Justice in its modern sense is to give people their due, to give them what is owed to them. For example, if you are a carpenter and build a table for me, justice requires that I pay you because I owe you the money. With forgiveness, the one who forgives does not exact a price of any kind from the one who acted badly. The one who forgives demands nothing from the other person. Instead, the one who forgives offers mercy, which actually is not deserved by the one who acted badly. If forgiving was equated with any kind of justice, then it follows that the forgiver cannot forgive at all until the other pays some kind of price such as an apology or some kind of recompense. Therefore, forgiving cannot be seen, in a philosophical sense, to flow from justice.
My partner says that he forgives me, but he seems kind of smug about it. His attitude seems to be “I am better than you.” Is this really an act of forgiving?
In 1978 the psychiatrist R.C.A. Hunter made the important point in a journal article that most of us can tell if an act of forgiving is legitimate or not based on the sincerity of the words and actions. If the other seems to be using forgiving as a way to dominate, to feel superior toward you, then this likely is not genuine forgiveness. You could try having a conversation with him about this and gently state that his actions do not seem to suggest a true sense of forgiving in which you meet person-to-person in a genuine spirit of respect and love.
I have a problem. I am out of an unhealthy relationship. My ex-boyfriend now is in a new relationship with another woman. He seems to want me to forgive him so he can be free of his own guilt because he broke his own moral standard. In other words, he is not asking for forgiveness for my sake, for my well-being, but only for his. So, do I even tell him that I have forgiven when I have gone down that path?
Forgiving is your choice when you are ready. There are many reasons why you might forgive: a) to aid his recovery of his well-being; b) to aid your own recovery; and c) as an end in and of itself, among other reasons. So, you can forgive, for example, because it is good in and of itself. If you decide to forgive also as a way to aid his recovery, even when he is uninterested in your recovery, this would be a very deep sense of forgiving, doing so through pain for his sake. This kind of goal can take time and so please be gentle with yourself as you discern the answer to your goal regarding why you are forgiving. If you are not ready to forgive in particular for his sake, you can start by forgiving so that you are free of resentment and can move forward well in life. The other reason might develop in you later.

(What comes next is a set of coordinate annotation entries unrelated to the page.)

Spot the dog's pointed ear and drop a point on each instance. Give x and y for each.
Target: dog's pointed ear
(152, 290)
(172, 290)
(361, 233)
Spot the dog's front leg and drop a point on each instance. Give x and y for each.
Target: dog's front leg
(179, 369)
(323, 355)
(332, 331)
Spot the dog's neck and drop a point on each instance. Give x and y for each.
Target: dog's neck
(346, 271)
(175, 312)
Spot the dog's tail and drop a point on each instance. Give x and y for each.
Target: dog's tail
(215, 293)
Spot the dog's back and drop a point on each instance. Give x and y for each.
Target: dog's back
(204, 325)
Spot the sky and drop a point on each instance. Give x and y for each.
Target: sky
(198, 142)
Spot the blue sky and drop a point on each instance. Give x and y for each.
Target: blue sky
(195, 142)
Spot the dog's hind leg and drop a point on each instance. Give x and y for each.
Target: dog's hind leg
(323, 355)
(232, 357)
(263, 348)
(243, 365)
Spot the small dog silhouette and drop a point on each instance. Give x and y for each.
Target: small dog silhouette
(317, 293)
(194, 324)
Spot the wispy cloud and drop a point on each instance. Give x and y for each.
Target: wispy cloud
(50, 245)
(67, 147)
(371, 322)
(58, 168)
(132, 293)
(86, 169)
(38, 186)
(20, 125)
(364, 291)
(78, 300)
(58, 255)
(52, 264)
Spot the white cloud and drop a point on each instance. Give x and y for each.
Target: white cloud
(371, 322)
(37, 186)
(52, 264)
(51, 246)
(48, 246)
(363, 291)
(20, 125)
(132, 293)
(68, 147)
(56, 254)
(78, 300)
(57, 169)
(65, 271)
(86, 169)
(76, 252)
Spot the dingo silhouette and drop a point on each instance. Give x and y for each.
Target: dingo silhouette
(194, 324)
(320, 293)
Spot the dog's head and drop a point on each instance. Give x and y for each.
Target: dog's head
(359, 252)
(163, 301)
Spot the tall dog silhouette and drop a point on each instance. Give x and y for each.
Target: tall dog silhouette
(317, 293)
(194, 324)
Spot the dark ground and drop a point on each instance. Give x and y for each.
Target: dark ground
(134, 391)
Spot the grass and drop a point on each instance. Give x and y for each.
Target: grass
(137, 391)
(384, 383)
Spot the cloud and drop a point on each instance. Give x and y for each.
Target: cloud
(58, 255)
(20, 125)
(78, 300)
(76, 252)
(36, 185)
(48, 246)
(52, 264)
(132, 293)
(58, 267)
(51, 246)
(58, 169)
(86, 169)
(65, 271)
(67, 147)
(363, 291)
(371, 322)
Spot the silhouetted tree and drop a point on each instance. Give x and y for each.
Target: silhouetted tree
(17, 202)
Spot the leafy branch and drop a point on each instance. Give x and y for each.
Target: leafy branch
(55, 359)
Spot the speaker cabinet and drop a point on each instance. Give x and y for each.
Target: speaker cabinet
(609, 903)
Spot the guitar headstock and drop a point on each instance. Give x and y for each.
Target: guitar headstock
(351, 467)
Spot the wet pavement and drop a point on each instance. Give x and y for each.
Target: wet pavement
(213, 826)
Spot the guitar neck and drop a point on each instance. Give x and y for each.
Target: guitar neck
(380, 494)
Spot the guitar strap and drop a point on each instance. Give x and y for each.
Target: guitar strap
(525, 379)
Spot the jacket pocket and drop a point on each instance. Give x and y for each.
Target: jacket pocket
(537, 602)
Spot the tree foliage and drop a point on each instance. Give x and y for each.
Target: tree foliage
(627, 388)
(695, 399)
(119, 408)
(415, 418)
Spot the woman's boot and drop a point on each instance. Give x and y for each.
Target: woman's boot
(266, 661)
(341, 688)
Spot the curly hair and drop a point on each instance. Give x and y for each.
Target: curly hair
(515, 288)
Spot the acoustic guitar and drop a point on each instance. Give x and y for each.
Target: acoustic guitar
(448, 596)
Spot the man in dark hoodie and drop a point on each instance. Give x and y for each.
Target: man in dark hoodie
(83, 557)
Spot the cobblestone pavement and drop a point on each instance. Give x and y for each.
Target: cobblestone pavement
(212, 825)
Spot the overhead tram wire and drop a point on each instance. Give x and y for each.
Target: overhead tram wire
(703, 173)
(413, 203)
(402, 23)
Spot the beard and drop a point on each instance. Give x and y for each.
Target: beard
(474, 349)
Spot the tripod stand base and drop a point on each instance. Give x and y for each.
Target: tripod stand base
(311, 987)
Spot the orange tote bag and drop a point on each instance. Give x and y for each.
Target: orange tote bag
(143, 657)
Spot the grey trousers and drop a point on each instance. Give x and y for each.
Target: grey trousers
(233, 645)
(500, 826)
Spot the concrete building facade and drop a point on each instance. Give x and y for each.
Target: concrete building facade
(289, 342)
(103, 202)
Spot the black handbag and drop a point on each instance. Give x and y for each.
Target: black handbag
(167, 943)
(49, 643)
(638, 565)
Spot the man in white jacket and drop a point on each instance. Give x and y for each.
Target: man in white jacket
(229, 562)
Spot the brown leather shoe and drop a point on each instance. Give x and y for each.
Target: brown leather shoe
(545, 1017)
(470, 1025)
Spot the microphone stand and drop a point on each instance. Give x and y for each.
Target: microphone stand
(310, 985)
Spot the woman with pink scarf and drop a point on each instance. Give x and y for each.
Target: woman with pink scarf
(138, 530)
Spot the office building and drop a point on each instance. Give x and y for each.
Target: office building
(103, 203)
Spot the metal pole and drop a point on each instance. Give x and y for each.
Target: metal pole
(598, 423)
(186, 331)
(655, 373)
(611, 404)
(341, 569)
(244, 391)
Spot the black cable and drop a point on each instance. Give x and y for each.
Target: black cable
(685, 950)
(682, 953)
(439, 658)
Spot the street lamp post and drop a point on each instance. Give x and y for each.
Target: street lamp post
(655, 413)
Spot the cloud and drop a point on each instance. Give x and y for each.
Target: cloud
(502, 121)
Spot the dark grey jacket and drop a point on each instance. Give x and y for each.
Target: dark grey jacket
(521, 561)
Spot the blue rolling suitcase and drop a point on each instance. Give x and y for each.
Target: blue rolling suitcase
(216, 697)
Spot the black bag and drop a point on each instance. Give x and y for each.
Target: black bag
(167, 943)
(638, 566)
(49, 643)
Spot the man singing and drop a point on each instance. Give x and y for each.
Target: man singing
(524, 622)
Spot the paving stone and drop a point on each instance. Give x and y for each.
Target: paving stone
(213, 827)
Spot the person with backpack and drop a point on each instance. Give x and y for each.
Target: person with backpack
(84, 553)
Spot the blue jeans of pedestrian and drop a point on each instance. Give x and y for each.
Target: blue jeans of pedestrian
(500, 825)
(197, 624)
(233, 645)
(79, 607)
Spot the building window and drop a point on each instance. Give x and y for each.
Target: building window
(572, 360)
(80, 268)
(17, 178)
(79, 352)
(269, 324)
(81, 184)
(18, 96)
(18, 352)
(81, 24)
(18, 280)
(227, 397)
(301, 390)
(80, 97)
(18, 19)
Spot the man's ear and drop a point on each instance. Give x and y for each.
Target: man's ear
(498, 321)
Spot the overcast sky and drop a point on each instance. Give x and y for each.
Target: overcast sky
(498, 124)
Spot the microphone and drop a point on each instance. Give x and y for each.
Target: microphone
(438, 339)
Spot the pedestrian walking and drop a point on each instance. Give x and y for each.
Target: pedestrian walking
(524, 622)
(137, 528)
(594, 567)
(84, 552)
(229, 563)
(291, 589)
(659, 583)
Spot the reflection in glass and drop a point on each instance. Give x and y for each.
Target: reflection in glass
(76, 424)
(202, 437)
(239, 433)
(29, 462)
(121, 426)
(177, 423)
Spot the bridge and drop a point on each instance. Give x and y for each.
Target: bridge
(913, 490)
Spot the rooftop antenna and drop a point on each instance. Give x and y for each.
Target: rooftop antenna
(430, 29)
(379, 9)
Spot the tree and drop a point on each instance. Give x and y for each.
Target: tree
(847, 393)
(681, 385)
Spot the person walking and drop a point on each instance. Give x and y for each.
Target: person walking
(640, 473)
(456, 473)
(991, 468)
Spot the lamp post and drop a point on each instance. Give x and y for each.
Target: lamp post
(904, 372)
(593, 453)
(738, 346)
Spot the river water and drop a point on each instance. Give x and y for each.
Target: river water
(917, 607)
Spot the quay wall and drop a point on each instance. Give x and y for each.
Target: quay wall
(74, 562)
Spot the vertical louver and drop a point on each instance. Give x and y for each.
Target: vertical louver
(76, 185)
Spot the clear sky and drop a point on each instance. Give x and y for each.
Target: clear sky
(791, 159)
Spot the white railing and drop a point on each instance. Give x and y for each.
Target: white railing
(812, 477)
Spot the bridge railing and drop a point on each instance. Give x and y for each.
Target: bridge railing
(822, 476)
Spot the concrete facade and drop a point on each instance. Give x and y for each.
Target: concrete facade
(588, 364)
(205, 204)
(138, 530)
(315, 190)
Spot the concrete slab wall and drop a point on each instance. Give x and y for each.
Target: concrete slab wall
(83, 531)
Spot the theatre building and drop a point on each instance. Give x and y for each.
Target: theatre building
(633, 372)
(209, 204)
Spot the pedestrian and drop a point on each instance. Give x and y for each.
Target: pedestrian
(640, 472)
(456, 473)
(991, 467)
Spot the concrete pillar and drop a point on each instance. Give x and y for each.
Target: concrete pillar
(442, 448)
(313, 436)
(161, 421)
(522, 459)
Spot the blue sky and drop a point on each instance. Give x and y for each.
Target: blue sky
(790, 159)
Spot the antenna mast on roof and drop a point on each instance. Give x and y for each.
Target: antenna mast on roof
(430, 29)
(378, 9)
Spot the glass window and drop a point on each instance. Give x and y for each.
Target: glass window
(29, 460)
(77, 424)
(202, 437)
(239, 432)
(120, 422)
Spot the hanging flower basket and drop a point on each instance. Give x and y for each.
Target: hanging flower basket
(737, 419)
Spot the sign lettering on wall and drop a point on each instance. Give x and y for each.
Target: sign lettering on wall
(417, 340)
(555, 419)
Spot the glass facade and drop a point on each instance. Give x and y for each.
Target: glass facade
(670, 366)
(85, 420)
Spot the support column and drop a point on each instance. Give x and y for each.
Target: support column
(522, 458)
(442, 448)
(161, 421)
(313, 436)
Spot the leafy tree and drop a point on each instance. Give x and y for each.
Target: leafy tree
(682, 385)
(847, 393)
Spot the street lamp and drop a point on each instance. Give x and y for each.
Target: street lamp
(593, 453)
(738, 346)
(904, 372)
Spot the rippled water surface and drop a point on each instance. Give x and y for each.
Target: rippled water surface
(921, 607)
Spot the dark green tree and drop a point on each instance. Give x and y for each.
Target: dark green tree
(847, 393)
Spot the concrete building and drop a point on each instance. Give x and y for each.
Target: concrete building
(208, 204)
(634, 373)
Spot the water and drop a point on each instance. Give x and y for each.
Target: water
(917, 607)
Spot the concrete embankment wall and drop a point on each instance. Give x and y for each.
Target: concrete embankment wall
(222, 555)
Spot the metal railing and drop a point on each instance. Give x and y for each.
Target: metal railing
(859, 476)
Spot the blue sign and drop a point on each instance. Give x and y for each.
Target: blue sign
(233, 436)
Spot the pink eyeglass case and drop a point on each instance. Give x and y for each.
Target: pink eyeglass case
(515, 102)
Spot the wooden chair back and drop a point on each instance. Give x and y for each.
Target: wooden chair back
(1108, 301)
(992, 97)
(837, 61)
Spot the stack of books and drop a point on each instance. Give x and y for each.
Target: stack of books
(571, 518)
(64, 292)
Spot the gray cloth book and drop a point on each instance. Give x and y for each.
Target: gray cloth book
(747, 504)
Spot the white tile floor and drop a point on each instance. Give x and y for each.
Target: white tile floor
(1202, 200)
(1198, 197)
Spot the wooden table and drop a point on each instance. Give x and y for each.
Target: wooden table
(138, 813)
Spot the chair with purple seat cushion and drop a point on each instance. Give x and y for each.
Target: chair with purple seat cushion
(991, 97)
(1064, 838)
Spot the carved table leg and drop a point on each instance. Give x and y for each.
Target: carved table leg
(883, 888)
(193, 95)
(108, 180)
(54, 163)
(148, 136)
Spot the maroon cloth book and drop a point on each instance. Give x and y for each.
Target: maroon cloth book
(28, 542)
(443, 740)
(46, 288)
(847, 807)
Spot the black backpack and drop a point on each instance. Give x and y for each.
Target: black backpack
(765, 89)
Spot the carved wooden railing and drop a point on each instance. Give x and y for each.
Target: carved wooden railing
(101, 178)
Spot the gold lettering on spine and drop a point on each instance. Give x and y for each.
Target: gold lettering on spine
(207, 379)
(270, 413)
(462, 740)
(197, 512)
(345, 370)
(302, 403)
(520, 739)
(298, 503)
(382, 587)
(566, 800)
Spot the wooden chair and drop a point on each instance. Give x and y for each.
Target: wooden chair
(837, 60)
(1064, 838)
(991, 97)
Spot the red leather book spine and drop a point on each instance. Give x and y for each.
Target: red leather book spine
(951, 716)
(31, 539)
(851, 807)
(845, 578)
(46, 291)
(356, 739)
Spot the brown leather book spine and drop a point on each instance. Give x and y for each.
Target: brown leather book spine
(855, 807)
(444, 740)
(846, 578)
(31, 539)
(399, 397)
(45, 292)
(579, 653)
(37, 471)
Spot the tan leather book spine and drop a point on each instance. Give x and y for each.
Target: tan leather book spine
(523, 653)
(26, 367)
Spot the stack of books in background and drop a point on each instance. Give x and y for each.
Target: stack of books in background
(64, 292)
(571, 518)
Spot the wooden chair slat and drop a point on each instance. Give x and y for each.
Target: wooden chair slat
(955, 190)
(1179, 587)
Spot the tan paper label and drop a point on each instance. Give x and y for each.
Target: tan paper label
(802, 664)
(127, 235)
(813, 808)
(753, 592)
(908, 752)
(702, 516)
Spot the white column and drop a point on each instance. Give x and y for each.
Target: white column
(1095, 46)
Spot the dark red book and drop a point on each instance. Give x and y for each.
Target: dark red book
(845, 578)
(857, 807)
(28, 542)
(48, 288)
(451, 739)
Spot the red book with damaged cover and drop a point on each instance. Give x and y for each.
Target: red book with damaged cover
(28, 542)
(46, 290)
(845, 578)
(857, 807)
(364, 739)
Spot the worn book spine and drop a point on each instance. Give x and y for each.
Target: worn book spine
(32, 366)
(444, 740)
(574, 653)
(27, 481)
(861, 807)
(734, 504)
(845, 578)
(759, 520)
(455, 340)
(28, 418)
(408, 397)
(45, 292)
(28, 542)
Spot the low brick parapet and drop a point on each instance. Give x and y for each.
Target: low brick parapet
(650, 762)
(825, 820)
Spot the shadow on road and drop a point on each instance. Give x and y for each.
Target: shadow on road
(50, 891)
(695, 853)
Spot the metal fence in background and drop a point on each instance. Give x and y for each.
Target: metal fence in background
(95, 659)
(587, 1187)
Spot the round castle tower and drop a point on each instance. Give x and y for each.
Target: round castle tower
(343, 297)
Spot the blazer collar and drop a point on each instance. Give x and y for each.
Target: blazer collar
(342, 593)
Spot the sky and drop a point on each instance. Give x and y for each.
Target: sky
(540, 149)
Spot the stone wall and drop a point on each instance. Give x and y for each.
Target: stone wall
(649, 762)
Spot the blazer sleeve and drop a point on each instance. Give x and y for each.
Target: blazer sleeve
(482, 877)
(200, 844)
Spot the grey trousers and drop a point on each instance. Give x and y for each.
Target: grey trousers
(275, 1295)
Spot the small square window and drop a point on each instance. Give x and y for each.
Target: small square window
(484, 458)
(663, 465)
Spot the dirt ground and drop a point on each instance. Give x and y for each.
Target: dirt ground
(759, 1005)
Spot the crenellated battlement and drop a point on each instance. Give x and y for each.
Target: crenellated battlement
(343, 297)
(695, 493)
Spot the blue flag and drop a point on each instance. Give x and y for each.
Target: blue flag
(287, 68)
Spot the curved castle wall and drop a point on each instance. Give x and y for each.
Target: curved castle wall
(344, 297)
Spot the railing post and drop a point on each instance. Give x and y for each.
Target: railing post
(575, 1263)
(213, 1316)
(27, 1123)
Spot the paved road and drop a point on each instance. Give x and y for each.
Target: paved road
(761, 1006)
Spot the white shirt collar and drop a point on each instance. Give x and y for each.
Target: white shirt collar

How do I correct a child who equates forgiving with revenge? The thought in this child, age 6, is that if he can get back at the other person, then they can move on together.
A key issue is to begin talking with the child about how all people are special, unique, and irreplaceable. All people have built-in worth. As Horton the elephant says in the Dr. Seuss classic, Horton Hears a Who, “A person’s a person no matter how small.” Try to get the child to see this and to see that the proper response to other people is kindness. Getting back at someone who behaved badly is not kindness and so this cannot possibly be forgiveness. It is important also to bring in the issue of justice. If a child is being bullied by another, for example, the one who might forgive needs to seek justice by telling an adult about the unfair situation.